Moscow Muslims face obstacles
About 2 million Muslims live in Moscow, but the lack of mosques causes them to look for new places to pray, said Rushan Abbyasov, Imam of the Moscow Conciliar Mosque, in an interview withe Novye Izvestia on Sept. 24.
Yet Moscow’s Urban Development and Land Commission has decided not to build a mosque in Mitino, after residents of the suburb gathered at a rally to protest the plans. Residents were concerned that the new Mosque would cause disturbances in the area during Muslim festivals.
Last Wednesday evening, approximately 1,500 residents of the Mitino district northwest of Moscow took to the streets, chanting “Say no to the mosque in Mitino.” The day before the rally took place, organizers created a page on the Russian social network VKontakte, where “all who cared” were invited to gather near Pyatnitskoe Highway and express their discontent. Law enforcement was on the scene to keep tabs on the situation; but organizers only collected signatures from people who were likewise against the mosque being built in the region.
“We are collecting signature sheets that will support our cause at a meeting of local Duma deputies, which is set to take place in October,” said the chairman of the district's municipal assembly, Igor Kononov.
Despite the peaceful nature of the rally, four protesters were detained. The press service of the Ministry of Internal Affairs Department for Moscow stated that the detainees were held liable for their actions under Article 20 (2) of the Code of Administrative Offences, which regards violations of regulations for organizing protests and rallies. The four detained protesters were released after administration procedures were taken, but they are scheduled to appear before a court to settle the amount of their fines.
Residents and protestors in Mitino were primarily concerned that the Islamic center would attract thousands of worshippers during religious festivals, causing huge traffic jams and other epidemic disturbances in the area.
Last week about 1,500 residents of the Mitino district northwest of Moscow took to the streets, chanting “Say no to the mosque in Mitino.” Source: ITAR-TASS
As it turns out, Mitino protestors did not have to wait for an October meeting of the local Duma to learn the results of their efforts. By Thursday, Moscow officials had already taken the decision to scrap the Mitino Islamic United Center for Muslim Organizations of Russia, including the mosque. According to RIA Novosti, Moscow government officials admitted that “the decision to abandon construction was taken in connection with the objections of residents in Mitino.”
Plans to build the mosque had been revealed in early September, when Moscow’s Urban Development and Land commission approved plans to build the Islamic United Center on a plot of land nearly 38,000 square feet in size.
Representatives of the Muslim community continue to insist that the need for a mosque in Mitino is dictated by religious principles.

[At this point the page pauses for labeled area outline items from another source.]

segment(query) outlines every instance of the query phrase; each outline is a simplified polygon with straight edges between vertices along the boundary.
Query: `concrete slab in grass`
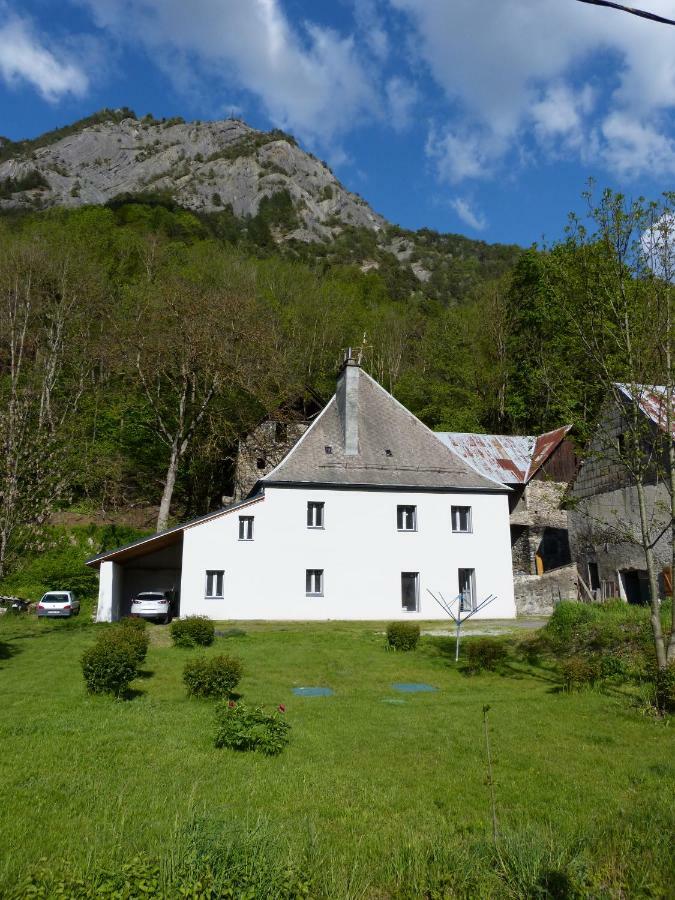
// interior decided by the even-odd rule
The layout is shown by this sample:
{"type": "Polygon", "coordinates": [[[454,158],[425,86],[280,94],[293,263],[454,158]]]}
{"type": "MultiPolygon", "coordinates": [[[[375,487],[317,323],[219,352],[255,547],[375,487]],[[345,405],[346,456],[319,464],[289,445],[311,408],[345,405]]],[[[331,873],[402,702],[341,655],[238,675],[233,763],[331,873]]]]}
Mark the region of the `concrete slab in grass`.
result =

In August of this year, the Russian Muftis Council proposed that a mosque be built in every region of Moscow. Ravil Gaynutdin, a representative from the organization, believes that a devout Muslim should pray five times a day. Therefore, all Muslims require a mosque within walking distance of their homes. Albir Krganov, a mufti for Moscow and Russia's central regions, insists that Muslim spiritual leaders are asking for one mosque, albeit a big one.
It is generally accepted that there are only four mosques in Moscow, in addition to a Shi'ite mosque at the Iranian embassy. According to the web portal Mosques of Russia, there are seven mosques in Moscow, excluding the city's many unofficial prayer houses. According to various sources, and despite a relatively small number of mosques in the city, Moscow is home to about two million Muslims.